Se sabe que el gusto es en realidad un aprendizaje. Nos gusta lo que conocimos en la infancia, lo que nos habla de lo que somos y de donde venimos; nos gusta lo que
nuestros padres, la abuela o las tías nos proporcionaron a temprana edad.
Así sucede con la música, la forma de vestir, de expresarnos y por supuesto, sucede también con nuestros gustos por la comida. Es decir, lo que nos gusta es un aprendizaje cultural, el más primario, el que aprendimos en nuestro primer círculo, regularmente el familiar.

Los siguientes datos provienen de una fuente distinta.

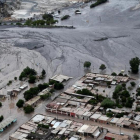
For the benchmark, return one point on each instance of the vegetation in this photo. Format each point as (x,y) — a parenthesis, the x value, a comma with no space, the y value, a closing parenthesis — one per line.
(109,114)
(9,83)
(20,103)
(97,3)
(135,136)
(85,92)
(134,65)
(27,72)
(57,85)
(1,118)
(43,73)
(43,86)
(107,103)
(102,67)
(65,17)
(32,92)
(114,74)
(0,104)
(28,109)
(32,79)
(18,23)
(87,64)
(43,126)
(45,96)
(15,78)
(133,84)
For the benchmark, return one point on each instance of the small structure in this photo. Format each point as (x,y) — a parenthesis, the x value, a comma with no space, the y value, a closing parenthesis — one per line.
(33,101)
(60,78)
(23,87)
(6,123)
(110,136)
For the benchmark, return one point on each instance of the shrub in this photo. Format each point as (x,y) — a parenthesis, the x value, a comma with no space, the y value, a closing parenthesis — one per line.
(0,104)
(15,78)
(107,103)
(28,109)
(1,118)
(20,103)
(133,84)
(45,96)
(65,17)
(32,79)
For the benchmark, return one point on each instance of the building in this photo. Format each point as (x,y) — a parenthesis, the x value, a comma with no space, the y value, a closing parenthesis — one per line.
(60,78)
(7,122)
(33,102)
(111,136)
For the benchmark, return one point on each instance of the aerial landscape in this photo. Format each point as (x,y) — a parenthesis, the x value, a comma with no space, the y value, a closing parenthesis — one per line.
(69,70)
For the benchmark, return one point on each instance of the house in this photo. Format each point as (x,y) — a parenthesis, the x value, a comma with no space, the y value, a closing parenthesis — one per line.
(114,121)
(60,78)
(95,117)
(111,136)
(33,101)
(86,115)
(103,119)
(6,123)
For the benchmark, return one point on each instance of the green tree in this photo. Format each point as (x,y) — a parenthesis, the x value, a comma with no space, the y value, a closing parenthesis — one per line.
(28,109)
(20,103)
(135,136)
(133,84)
(32,79)
(102,67)
(87,64)
(1,118)
(43,72)
(0,104)
(107,103)
(15,78)
(114,74)
(134,64)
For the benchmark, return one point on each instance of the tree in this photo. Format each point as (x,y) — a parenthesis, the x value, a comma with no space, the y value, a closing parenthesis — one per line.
(135,136)
(102,67)
(32,79)
(20,103)
(134,65)
(0,104)
(114,74)
(1,118)
(43,72)
(43,86)
(15,78)
(58,86)
(107,103)
(87,64)
(133,84)
(28,109)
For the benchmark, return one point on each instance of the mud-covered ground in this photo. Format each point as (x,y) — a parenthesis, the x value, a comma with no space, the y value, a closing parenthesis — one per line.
(108,34)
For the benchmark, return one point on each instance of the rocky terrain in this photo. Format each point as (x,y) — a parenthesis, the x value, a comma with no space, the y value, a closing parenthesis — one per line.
(107,34)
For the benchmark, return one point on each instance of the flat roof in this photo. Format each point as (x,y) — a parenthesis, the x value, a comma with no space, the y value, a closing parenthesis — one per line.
(117,137)
(83,128)
(114,120)
(33,100)
(6,122)
(95,116)
(38,118)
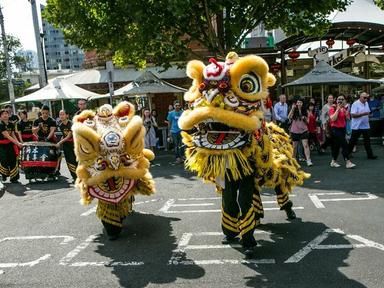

Ese recuerdo de sabores, texturas y aromas forma nuestra memoria gastronómica o en términos más generales, nuestra memoria sensorial. Esa memoria, va regulando nuestras preferencias a lo largo de nuestras vidas. Algunas veces, la vida moderna va reduciendo las posibilidades de mantener aquellas formas de comer que conocimos en la infancia y que de manera consciente o inconscientemente tendemos a buscar.
Hace poco, una mujer compartió conmigo el recuerdo que brotó de manera involuntaria al volver a comer pan con nata. El sabor y la textura de aquella nata la devolvió al rancho de su padre, en aquel rancho que producía leche conoció la nata y al cual, a la muerte de su padre, debieron renunciar.
Pienso en aquellas familias migrantes, quienes encontraron en la reproducción de sus formas de alimentarse, una vía para su manutención; pienso en la forma en que tanta gente se ha aferrado a aquellas maneras de comer que lo vinculan a su pasado, a su origen y que les permiten mostrarse de la forma más auténtica posible.
Eso son nuestros gustos, la posibilidad de recordar pasajes de nuestra vida, de vincularnos a nuestra familia y a nuestra historia. O, ¿Ustedes qué piensan?